洋服も指輪も入らないとまたまたパニックに
お正月は親戚の人たちもやってくるので、美枝さんは朝からちゃんと起きて着替えをしようとしました。昨年の秋にちょっと気に入って買ったチェックのワンピースです。お正月に着るのを楽しみにしていました。ところが美枝さんの部屋から叫び声とも鳴き声とも思えるような声がして、母親はびっくりして飛んで行きました。
「うわー、私もだめ、死んだ方がましや。お母さん、なんとかしてー!」と、ベッドにうつぶせになって泣いています。「美枝ちゃん、落ち着いて、いったいどうしたの?東京のおばさんもまもなく来られるよ」と母親はなだめます。美枝さんは泣きながら「お母さん、あのチェックのワンピースが入らないの。私太ってしまってる。それにね、この指輪もはまらない。こんなにまんまるい指になってしまってた。気がつかないうちに、私食べてたんだー!どうしたらいいの?食べるのがまんするしかないの?お母さん、なんとか言ってよ!」と、美枝さんはお母さんを責め立てます。
摂食障害(過食症・拒食症)の人のお正月の過ごし方
美枝さんはカウンセリング治療で話しをしてくれましたが、いまもまだ尾を引いているのか思考がバラバラです。話題があちこちに飛んで、自分でも「わかりにくくてすみません」と言っていた。

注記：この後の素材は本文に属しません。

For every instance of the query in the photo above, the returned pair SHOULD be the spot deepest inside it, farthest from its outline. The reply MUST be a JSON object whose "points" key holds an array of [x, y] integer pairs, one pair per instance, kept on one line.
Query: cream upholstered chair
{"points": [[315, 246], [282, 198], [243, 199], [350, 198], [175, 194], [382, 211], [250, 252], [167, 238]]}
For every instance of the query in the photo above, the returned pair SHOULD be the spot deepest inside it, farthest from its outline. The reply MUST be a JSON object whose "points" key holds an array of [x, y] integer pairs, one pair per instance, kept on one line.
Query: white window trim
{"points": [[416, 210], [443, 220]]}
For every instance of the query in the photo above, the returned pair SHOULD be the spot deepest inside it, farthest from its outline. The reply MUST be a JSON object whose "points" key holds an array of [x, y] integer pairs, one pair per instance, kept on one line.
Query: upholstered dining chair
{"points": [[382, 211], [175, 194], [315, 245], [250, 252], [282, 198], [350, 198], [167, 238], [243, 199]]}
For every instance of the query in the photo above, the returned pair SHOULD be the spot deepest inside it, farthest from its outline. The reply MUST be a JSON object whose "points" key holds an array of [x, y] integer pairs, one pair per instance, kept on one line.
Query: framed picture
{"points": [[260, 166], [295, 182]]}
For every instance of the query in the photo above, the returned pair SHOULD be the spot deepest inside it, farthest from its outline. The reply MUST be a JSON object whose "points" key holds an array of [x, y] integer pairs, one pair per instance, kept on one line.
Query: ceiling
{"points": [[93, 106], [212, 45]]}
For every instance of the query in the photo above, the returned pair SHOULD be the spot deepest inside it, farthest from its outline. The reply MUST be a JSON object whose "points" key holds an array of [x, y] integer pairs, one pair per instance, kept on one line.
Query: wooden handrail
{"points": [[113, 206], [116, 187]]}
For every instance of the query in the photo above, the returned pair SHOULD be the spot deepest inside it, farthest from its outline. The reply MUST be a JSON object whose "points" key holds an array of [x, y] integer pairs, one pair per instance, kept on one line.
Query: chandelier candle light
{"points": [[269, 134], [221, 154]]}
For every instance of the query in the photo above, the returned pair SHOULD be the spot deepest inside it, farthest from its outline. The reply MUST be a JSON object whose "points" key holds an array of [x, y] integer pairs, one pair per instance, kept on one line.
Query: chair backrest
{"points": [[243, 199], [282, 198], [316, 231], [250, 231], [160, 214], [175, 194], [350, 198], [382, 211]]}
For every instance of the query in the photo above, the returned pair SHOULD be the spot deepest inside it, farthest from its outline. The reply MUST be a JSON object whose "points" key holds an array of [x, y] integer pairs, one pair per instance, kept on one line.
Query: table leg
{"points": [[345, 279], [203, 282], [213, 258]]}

お正月にパニックに落ち入るのは美枝さんだけではありません。多かれ少なかれみんな大変な思いをしてお正月をすごしています。なかには家族と一緒にお祝いの食卓を囲むことができず、新年早々布団をかぶって起きてこない人もいます。アコーディオン家族にがまんができず、近くのホテルに部屋をとってもらい早々に移動する人もいます。どの形も摂食障害(過食症・拒食症)の人たちにとってはよくある姿です。こんなことを経験しながら、彼女たちは摂食障害と戦い続けているのです。

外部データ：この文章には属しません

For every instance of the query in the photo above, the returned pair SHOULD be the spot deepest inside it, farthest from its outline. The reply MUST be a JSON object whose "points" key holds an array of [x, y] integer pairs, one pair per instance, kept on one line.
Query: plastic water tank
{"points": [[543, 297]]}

「お正月は娘の過食嘔吐の改善がわかるバロメーター」と母親は言う
母親はそんな美枝さんに手を焼きながら、それでも毎年過食嘔吐の状態は改善していると話してくれました。「暮れはおせち料理をお重につめる手伝いをしてくれました。料理のあとの洗い物をしてくれたりで、私は大助かりでした。パニックなどおこしながらも、親戚のおばさんにも会って挨拶できましたし。前年ならとても考えられなかった事です」と、母親はうれしそうでした。「摂食障害は、すぐに治る病気ではないとわかっています。年ごとに良くなっていく美枝を見て、娘もがんばっているんだなとよくわかります。私ら親も腰をすえてカウンセリング治療に取り組もうと、主人と話しあっているんです」と。そして「お正月は美枝の過食嘔吐の改善がわかるバロメーターみたいです」と、つけ加えました。
摂食障害(過食症・拒食症)の家族は「この子はなにをわがまま言ってるの、勝手なことばっかりして」と思う時も多々あるでしょう。が、適切なアドバイスがもらえるカウンセリング治療の路線にのっていれば、家族の辛抱、理解と見守るまなざしは、やがて本人が摂食障害(過食症・拒食症)から立ち直る原動力となっていくことがよくあります。